Making code efficient*

Muhammad Ramzan

Join Date: Jan 2015

Posts: 173
#1

Making code efficient*

10 Nov 2022, 21:47

Hi I have written a code to convert the files from excel to state and merge variables from two different files and lastly append the data sets. is there a way to make the code efficient please it is taking a lot of time

global temp_directory "C:\Users\ramzan\Downloads\Compressed\air_temp_201 4"

global precip_directory "C:\Users\ramzan\Downloads\Compressed\precip_2 017"

global years 1980 1981 1982 1983 1984 1985 1986 1987 1988 1989 1990 1991 1992 1993 1994 1995 1996 1997 1998 1999 2000 2001 2002 2003 2004 2005 2006 2007 2008 2009 2010 2011 2012 2013 2014

******* Import the temp files into stata format
cd "$temp_directory"
foreach dataset in $years{
clear
import excel using air_temp_`dataset'.xlsx, sheet("Sheet1") firstrow
destring Year, replace
*export excel using air_temp_`var'.xlsx , firstrow(variables) replace
rename (Jan Feb Mar Apr May Jun Jul Aug Sep Oct Nov Dec) (temp#), addnumber
reshape long temp, i(lat longitude Year) j(month)
label variable lat "Latitude"
generate date = ym(Year,month), after(month)
format %tm date
egen id_g = group (lat longitude)

*append using air_temp_
cd "$temp_directory"
save air_temp_`dataset'.dta , replace

}

******* Import the precip files into stata format
cd $precip_directory
foreach dataset in $years {
clear

import excel using precip_`dataset'.xlsx, sheet("Sheet1") firstrow
destring Year, replace
*export excel using air_temp_`var'.xlsx , firstrow(variables) replace
rename (Jan Feb Mar Apr May Jun Jul Aug Sep Oct Nov Dec) (precip#), addnumber
reshape long precip, i(lat longitude Year) j(month)
label variable lat "Latitude"
generate date = ym(Year,month), after(month)
egen id_g = group (lat longitude)
format %tm date
*append using air_temp_
save precip_`dataset'.dta , replace

}

******* Merge temp and precip files

foreach dataset in $years {
cd $temp_directory
use air_temp_`dataset'.dta, clear
*rename Year year
cd $precip_directory
merge 1:1 id_g month Year using precip_`dataset'
drop _merge id_g
cd $temp_directory
save air_temp_`dataset'.dta, replace

}

******* Append temp and precip files
clear
use "air_temp_1981.dta", clear /* select first file*/
foreach dataset in 1982{
append using air_temp_`dataset' /*Combine datasets together*/
sort Year month ID
save air_temp_all.dta , replace
erase air_temp_`dataset'.dta /*Erase files we're done with*/

}
gen temp_c = (temp-32)*(5/9)

use air_temp_all.dta,clear
Tags: None
Maarten Buis

Join Date: Mar 2014

Posts: 3494
#2

11 Nov 2022, 01:35

reshape can be slow in large datasets.
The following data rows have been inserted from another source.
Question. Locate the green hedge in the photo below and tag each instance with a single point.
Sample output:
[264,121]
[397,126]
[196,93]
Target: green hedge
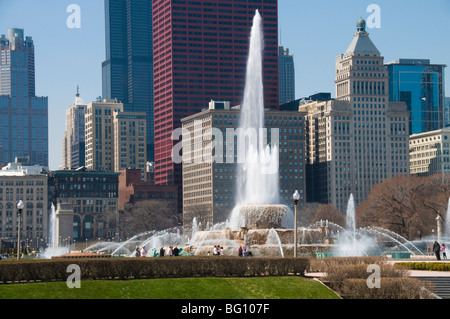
[433,266]
[166,267]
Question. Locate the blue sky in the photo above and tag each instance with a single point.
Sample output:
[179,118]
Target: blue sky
[314,31]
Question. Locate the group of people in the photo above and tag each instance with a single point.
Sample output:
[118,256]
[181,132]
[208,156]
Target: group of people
[437,250]
[217,250]
[172,251]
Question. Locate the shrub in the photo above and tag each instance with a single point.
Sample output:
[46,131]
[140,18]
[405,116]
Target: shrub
[336,275]
[129,268]
[390,288]
[434,266]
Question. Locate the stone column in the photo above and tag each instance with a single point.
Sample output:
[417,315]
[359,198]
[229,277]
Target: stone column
[64,221]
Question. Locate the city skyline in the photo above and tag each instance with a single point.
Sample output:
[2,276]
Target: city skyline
[314,32]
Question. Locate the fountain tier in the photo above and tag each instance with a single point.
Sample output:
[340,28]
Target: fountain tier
[257,216]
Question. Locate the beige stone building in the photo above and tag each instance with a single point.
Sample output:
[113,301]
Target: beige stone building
[209,180]
[130,147]
[99,134]
[29,184]
[429,152]
[360,138]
You could look at fastreshape or sreshape on SSC (ssc desc fastreshape and ssc desc sreshape), to see if that noticeably improves speed in your case.

---------------------------------
Maarten L. Buis
University of Konstanz
Department of history and sociology
box 40
78457 Konstanz
Germany
http://www.maartenbuis.nl
---------------------------------
Comment
Clyde Schechter

Join Date: Apr 2014

Posts: 30355
#3

11 Nov 2022, 09:13

Also available on SSC, and faster than official Stata's -reshape long- are -tolong- and -freshape-. And there is also -greshape- available as part of the -gtools- package at github.com/mcaceresb/stata-gtools.

That said, you are reading and writing a large number of files. That is going to be slow if the files are of any appreciable size. It will be slower still if they are located on a drive that has to be accessed over a network (although I see they are on your C: drive, so presumably that is local).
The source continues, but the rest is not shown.